"La démocratie, le moins mauvais de tous les systèmes" : 80 ans après Churchill et malgré la crise Covid, la défiance envers les institutions et les politiques régresse en France. Analyse du dernier baromètre Cevipof.

Assemblée Nationale
Assemblée Nationale © AFP / Manuel Cohen

L’édito politique du jour, avec vous Yael Goosz. Que disent les Français de leur classe politique ? A moins de 15 mois de la présidentielle, le tableau n’est pas si sombre que ça...  

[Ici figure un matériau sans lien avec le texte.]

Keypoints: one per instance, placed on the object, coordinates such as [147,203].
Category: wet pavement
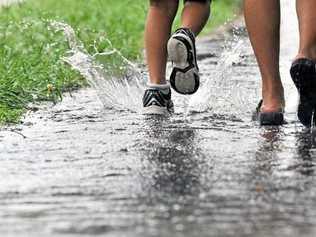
[79,169]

Après la météo, c’est l’un des baromètres les plus suivis depuis 2009. Une fois par an, le Cevipof, le centre de recherches de Sciences Po, publie une batterie de sondages (134 pages !) sur la confiance des Français, et en miroir, celles de nos voisins européens. Pas la peine d’enjoliver la situation : après un an de crise Covid, nous, les Français, sommes les plus déprimés. Les sentiments de "lassitude" et "morosité" montent en flèche ! 

Mais cela ne s’accompagne pas d’un rejet du personnel politique en place. Les résultats sont même encourageants pour celles et ceux qui ont les mains dans le cambouis depuis le début de la pandémie. Confiance dans les institutions : en hausse sur un an à tous les niveaux. Du conseil municipal, en tête (64 %), au gouvernement, en queue de peloton (35 %). Confiance dans les députés (+7 points), les eurodéputés (+6), le Président (+7). Sentiment que la démocratie fonctionne bien ? Oui, à 42 %, c’est un bond de 7 points ! Nos dirigeants sont-ils corrompus ? 4 Français sur 5 le disaient en 2014, moins de 2 sur 3 aujourd’hui. On part de loin, mais il y a reflux du « tous pourris ».  

Comment expliquer cette relative éclaircie ?  

Derrière la lassitude, il y a le sentiment que les gouvernants font ce qu’ils peuvent, tant bien que mal et quoiqu’il en coûte. On le lit aussi dans d’autres baromètres (Ifop, Odoxa...), qui mettent l'exécutif à un niveau de popularité très correct. 

Et c’est là qu’on en vient aux injonctions contradictoires. La demande de protection, oui, elle est très forte. Mais seulement si le pouvoir est partagé. Le Cevipof pose la question : « voudriez-vous être dirigé par un homme fort qui n’aurait à se préoccuper ni du Parlement ni des élections ? » 34 % de oui en France… Taux faible si on le compare à nos voisins (49 % au Royaume-Uni !). La chute s’est produite après la crise des gilets jaunes. Souvenez-vous, c’était le débat jupitérien : verticalité versus horizontalité. 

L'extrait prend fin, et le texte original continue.